Anger, anxiety and depression are symptoms that will never leave me, however I have found different strategies of dealing with each problem. For my anger I started using reiki to channel all my negative energy so that it could leave my body. I wasn’t necessarily angry at anyone, rather angry at myself as it was extremely hard for me to get what was in my head out of my mouth. It was extremely frustrating! It still happens now, 5 odd years down the track, however a lot less and I’m no where near as angry as I used to be. Honestly, being a mum now, I can’t afford to be.

My anxiety used to be extremely bad to the point if I lost mum in woolies I’d break down. It became better however when my son was about a year old it escalated again. I recently went on an antidepressant that has completely changed my life for the better. I go through these waves of depression that since my accident until I resorted to antidepressants has been like the most terrifying rollercoaster you can think of.

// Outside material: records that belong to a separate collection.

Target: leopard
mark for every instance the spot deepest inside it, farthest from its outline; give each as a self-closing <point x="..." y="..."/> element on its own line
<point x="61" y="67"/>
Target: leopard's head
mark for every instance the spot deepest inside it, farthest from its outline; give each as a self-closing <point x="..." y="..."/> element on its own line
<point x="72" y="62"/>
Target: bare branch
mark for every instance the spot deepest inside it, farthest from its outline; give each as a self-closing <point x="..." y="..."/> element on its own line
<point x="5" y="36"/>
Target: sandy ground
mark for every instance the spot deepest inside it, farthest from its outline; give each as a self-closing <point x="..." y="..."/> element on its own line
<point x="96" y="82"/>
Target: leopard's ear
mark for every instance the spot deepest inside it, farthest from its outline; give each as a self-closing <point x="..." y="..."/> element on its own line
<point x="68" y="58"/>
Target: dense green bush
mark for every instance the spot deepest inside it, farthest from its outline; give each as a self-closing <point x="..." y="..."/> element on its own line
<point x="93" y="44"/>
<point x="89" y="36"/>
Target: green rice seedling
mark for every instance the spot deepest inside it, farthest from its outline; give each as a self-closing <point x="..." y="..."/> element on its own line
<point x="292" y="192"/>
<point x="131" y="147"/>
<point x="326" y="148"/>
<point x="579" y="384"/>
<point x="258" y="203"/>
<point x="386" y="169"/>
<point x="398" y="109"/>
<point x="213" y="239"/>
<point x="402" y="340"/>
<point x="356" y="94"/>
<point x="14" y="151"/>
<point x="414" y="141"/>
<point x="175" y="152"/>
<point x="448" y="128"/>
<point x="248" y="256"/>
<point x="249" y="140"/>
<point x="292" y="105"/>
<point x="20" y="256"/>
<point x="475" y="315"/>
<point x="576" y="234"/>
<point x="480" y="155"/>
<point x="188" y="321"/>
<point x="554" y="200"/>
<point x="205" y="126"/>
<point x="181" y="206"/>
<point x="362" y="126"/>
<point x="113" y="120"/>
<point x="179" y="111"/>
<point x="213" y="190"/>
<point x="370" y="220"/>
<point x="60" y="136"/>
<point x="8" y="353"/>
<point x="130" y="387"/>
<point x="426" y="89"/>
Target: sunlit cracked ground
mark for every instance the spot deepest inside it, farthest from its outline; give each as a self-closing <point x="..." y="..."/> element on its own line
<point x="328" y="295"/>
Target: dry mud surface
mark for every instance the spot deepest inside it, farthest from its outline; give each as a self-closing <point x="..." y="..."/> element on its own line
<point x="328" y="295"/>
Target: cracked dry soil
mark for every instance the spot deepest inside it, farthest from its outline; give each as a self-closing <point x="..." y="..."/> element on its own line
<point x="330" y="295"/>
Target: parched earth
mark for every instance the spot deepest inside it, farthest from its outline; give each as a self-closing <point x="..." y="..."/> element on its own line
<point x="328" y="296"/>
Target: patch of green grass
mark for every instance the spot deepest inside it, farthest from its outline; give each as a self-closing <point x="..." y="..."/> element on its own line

Since my accident I have really struggled with people’s perception of me ‘being weak’. I never wanted anyone to see me as anything other than a hard ass, somebody who doesn’t play games, doesn’t put up with people’s bullshit, and definitely people who try to pull the wool over my eyes. Yes, I had a severe brain injury, no im not stupid. I guess that was just my insecurities eating away at me, since being pregnant with my second child, I no longer give two shits about what anyone has to say about me. Ain’t nobody got time for that!

Life seems to be getting better all the time! I’m 12 weeks away from having my second baby. I have been able to let go of a lot of my anger which I think reiki has really helped with that, but that’s another story for another day.

Its true what everyone says – life is too short to be angry all the time, to care what people think of you or to live life seeing yourself as anything less than the amazing person you are. I’m so happy with where I am in life now, I’m mega proud of the way my mind & body has recovered. I thank the lord everyday for giving me my wonderful family, friends and the friends have become family.

Aquo Xx

P.s – please take the time to watch the YouTube clip I have attached, it gives a good insight as to the processes I had to bring myself through. 

I was where this bloke was. I had just turned 21, actually, I was 21 for exactly 3 months to the date. I was 10ft tall and bullet proof. It was a lot like the whole humpty dumpty saga, I had to put myself together again. It was much like growing up from a small child in a little over a year. I was the only quad bike survivor in QLD with my extent of injuries.